There have been times in my life where I have crossed paths with people who simply make sense to me; we connect, and understanding is easy.  I can’t really explain it.  I can’t reason it to light.  It just is.  My dad is one of those persons.

We sit around the campfire, warmly embraced in its familiar glow, and carelessly talk on whatever comes to the surface.  Stories of his youth, things he’s never told anyone; like abandoning his friend who busted his nose when riding a calf they weren’t supposed to ride; and trying to float a canoe loaded with three grown men up the Green River by the lacking force of a makeshift motor.  We laugh, and I enjoy his reminiscing, while I urgently try to store the moment to memory, to hang on to him while I have him.

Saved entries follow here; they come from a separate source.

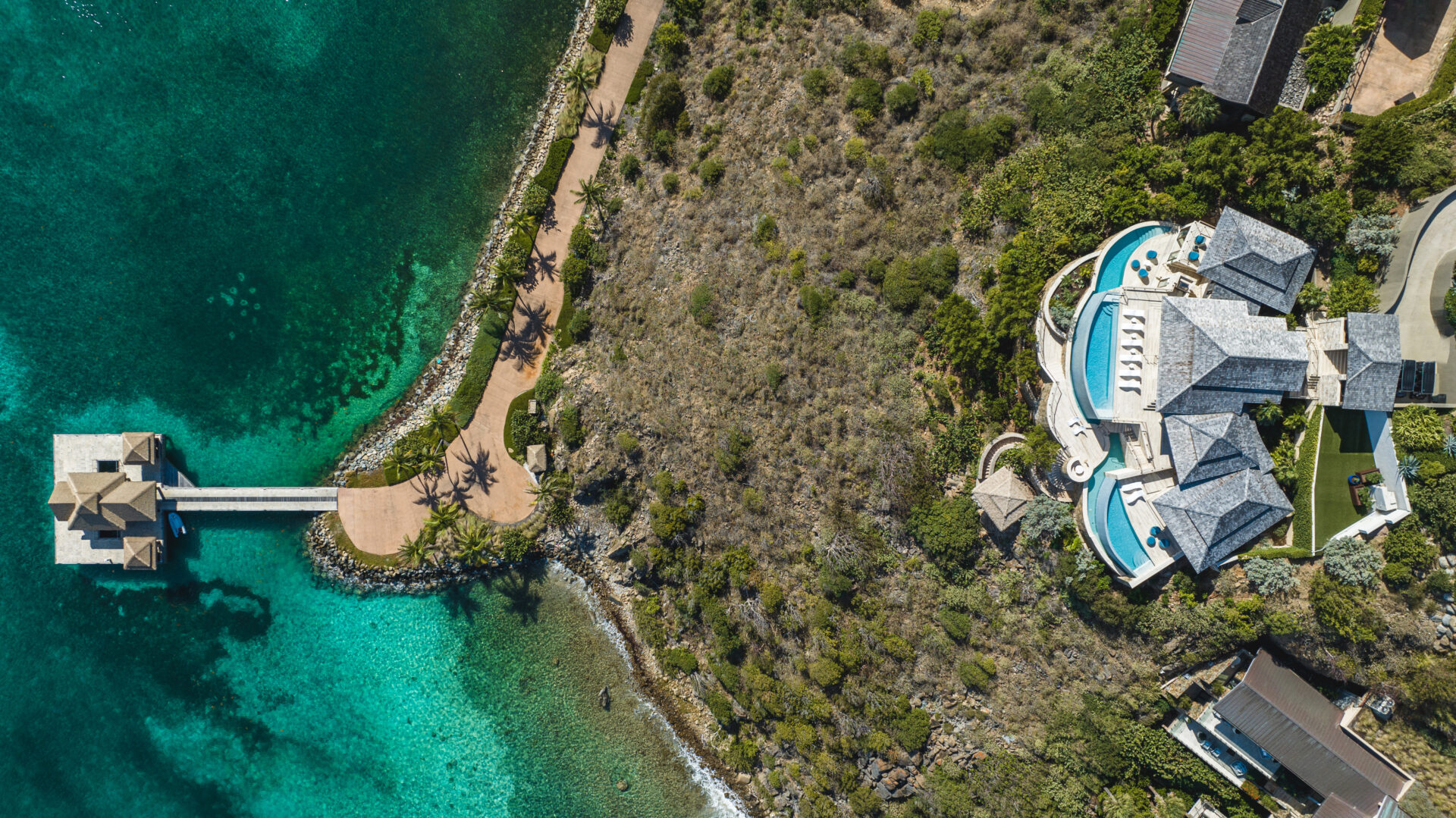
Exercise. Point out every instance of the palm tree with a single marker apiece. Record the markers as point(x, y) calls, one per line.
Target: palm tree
point(443, 519)
point(414, 550)
point(579, 77)
point(441, 424)
point(471, 542)
point(592, 193)
point(1269, 414)
point(520, 221)
point(1410, 468)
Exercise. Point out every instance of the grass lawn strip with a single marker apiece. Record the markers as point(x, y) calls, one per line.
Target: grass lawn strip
point(1345, 449)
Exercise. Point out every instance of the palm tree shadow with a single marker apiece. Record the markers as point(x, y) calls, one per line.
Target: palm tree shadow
point(541, 268)
point(478, 468)
point(522, 345)
point(428, 488)
point(603, 123)
point(519, 588)
point(459, 603)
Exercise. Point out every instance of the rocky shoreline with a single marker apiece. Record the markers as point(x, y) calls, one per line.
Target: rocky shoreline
point(441, 378)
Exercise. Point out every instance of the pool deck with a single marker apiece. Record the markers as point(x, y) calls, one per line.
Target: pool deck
point(1134, 417)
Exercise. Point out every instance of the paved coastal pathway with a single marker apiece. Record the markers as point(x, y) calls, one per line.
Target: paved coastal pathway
point(479, 472)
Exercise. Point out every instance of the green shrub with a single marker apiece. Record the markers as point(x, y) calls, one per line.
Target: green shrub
point(1353, 561)
point(701, 305)
point(620, 506)
point(535, 199)
point(867, 95)
point(1329, 54)
point(960, 145)
point(1345, 609)
point(817, 83)
point(664, 104)
point(645, 69)
point(601, 36)
point(1440, 90)
point(1270, 577)
point(490, 332)
point(957, 625)
point(549, 175)
point(977, 672)
point(514, 545)
point(928, 28)
point(816, 302)
point(772, 597)
point(861, 58)
point(718, 83)
point(711, 171)
point(680, 660)
point(1417, 428)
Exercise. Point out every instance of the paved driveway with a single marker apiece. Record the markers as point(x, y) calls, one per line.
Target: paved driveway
point(1416, 286)
point(1407, 53)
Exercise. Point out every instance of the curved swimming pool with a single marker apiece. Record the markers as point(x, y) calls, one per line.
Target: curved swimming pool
point(1109, 517)
point(1116, 259)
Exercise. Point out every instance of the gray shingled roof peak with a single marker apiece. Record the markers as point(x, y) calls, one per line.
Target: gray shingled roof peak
point(1213, 519)
point(1210, 446)
point(1372, 362)
point(1257, 261)
point(1215, 357)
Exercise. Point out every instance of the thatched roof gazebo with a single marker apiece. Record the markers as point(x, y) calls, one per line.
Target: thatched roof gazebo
point(1003, 498)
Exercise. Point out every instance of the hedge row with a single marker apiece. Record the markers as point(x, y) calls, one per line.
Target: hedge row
point(639, 80)
point(478, 365)
point(1440, 92)
point(555, 165)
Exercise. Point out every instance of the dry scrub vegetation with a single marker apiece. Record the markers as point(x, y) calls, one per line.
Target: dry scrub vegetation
point(774, 400)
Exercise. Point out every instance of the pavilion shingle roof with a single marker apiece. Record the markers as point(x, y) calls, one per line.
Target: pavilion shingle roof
point(1241, 50)
point(1213, 519)
point(1280, 712)
point(1372, 362)
point(1215, 357)
point(1210, 446)
point(1256, 261)
point(1003, 497)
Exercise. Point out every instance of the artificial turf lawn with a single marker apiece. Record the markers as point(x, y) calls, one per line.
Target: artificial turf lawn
point(1345, 449)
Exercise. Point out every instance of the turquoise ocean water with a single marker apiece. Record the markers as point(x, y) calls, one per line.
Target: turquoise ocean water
point(245, 224)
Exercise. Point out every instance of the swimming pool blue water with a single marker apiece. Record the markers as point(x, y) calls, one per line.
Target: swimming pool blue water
point(1114, 261)
point(1097, 367)
point(1110, 522)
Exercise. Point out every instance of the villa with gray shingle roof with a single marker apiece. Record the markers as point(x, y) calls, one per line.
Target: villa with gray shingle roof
point(1253, 261)
point(1212, 446)
point(1241, 50)
point(1372, 362)
point(1213, 519)
point(1152, 384)
point(1215, 357)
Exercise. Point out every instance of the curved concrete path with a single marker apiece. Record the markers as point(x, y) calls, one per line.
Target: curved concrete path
point(1416, 286)
point(479, 473)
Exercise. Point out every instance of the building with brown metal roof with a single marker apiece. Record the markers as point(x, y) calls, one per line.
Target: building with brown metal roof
point(1310, 738)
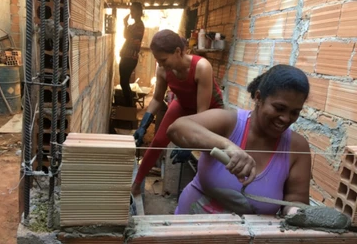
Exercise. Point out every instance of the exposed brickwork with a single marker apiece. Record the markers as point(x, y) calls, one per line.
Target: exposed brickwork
point(346, 200)
point(89, 66)
point(315, 36)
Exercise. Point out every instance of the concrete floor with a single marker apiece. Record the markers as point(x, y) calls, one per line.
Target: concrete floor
point(155, 203)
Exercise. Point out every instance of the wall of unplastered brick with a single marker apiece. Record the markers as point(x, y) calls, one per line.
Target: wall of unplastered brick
point(12, 22)
point(221, 18)
point(318, 36)
point(90, 59)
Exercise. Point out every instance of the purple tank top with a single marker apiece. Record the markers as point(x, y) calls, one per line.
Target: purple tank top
point(213, 178)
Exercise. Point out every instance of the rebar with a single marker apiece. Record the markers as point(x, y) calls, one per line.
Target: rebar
point(42, 79)
point(63, 76)
point(27, 109)
point(55, 79)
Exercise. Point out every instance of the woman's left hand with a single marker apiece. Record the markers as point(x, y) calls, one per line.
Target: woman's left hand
point(290, 210)
point(241, 164)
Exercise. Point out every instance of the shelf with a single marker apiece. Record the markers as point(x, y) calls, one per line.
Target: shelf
point(211, 50)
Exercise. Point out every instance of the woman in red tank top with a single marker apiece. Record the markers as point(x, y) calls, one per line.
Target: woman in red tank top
point(190, 78)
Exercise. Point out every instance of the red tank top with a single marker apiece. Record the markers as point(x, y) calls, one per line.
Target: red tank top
point(186, 90)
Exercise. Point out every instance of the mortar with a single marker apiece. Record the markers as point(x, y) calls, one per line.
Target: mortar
point(307, 217)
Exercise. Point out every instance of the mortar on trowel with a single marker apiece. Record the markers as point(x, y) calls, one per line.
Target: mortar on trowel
point(307, 217)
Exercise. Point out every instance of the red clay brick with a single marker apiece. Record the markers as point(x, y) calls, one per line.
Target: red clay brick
point(308, 4)
point(348, 21)
point(239, 51)
point(319, 140)
point(330, 202)
point(282, 53)
point(333, 58)
point(316, 194)
point(288, 4)
point(325, 176)
point(307, 56)
point(244, 29)
point(232, 73)
point(341, 100)
point(244, 9)
point(328, 120)
point(290, 24)
point(242, 73)
point(276, 26)
point(258, 7)
point(252, 73)
point(324, 21)
point(318, 93)
point(353, 71)
point(272, 5)
point(261, 28)
point(233, 92)
point(351, 133)
point(250, 53)
point(265, 53)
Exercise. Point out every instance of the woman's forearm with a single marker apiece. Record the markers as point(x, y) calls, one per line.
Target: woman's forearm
point(154, 106)
point(186, 133)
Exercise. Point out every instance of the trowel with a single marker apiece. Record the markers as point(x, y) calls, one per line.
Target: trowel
point(307, 217)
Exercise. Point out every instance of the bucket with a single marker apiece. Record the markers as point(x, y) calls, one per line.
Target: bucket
point(11, 87)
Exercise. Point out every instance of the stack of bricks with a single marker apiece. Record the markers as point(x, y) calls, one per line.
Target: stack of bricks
point(90, 57)
point(221, 18)
point(96, 179)
point(12, 58)
point(209, 229)
point(346, 200)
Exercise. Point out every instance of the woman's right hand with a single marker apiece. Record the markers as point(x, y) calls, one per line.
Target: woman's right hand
point(126, 19)
point(241, 164)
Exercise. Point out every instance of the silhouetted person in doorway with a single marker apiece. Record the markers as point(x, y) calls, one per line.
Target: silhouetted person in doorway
point(130, 52)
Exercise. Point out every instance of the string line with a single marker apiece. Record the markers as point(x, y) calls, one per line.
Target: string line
point(208, 150)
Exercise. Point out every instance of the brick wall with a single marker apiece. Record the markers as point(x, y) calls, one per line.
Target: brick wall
point(90, 68)
point(12, 21)
point(221, 18)
point(319, 37)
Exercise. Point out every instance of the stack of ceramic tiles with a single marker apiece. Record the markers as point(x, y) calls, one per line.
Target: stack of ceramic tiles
point(96, 177)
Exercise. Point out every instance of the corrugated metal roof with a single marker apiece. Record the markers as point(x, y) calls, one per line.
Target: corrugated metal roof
point(149, 4)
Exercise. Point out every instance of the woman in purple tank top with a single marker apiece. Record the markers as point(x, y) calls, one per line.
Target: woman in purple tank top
point(258, 143)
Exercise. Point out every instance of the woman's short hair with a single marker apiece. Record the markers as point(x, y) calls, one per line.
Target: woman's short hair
point(167, 41)
point(280, 77)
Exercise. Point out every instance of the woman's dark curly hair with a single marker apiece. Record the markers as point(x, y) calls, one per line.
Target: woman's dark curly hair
point(280, 77)
point(167, 41)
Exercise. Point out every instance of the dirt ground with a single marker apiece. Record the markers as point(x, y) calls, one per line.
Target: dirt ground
point(10, 144)
point(10, 171)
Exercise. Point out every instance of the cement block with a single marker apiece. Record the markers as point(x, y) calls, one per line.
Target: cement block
point(25, 236)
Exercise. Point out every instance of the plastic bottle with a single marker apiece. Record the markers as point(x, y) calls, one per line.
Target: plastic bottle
point(201, 39)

So we laugh together at the stupid things he did as a kid, and I capture his face in my mind while he’s laughing.  And I laugh when he wanders up to me along the edge of the lake while I’m mid cast with a sheepish grin on his face.  I’m puzzled as he extends his pocket knife to me.  But then I see his Rapala tangled in his sweatshirt and I understand.  And I capture the moment in my mind.  I store it away somewhere special, somewhere sacred.

We relish in the outdoor cooking that has always been his specialty.  I request sausage, pancakes and eggs for breakfast.  Not because this is what I usually eat (believe me, it’s not), but because it is how I remember him and our time together from when I was a kid.  It is a memory, one that I can still enjoy as a reality.  So I enjoy it and store it away.  I tuck it somewhere deep inside and it tastes good.

The stars linger above us as we wonder at them.  Satellites whip by and inspire conversations of conspiracies.  Always conspiracies.  It makes me laugh.

Stories of time spent with Grandpa Winn, the desert, old mountain men, conspiracies . . . this is how our evening passes.  And I take it all in.  I don’t usually like to be smothered in the smell of a campfire, but for this . . .  gladly.  And I store it all away, tucked somewhere deep inside, somewhere special, somewhere sacred.

Even in my ignorance, there are certain things I know in life.  I will never have enough time with this man.  This I know.  So I tuck him away somewhere deep inside, somewhere special, somewhere sacred and hope for more time.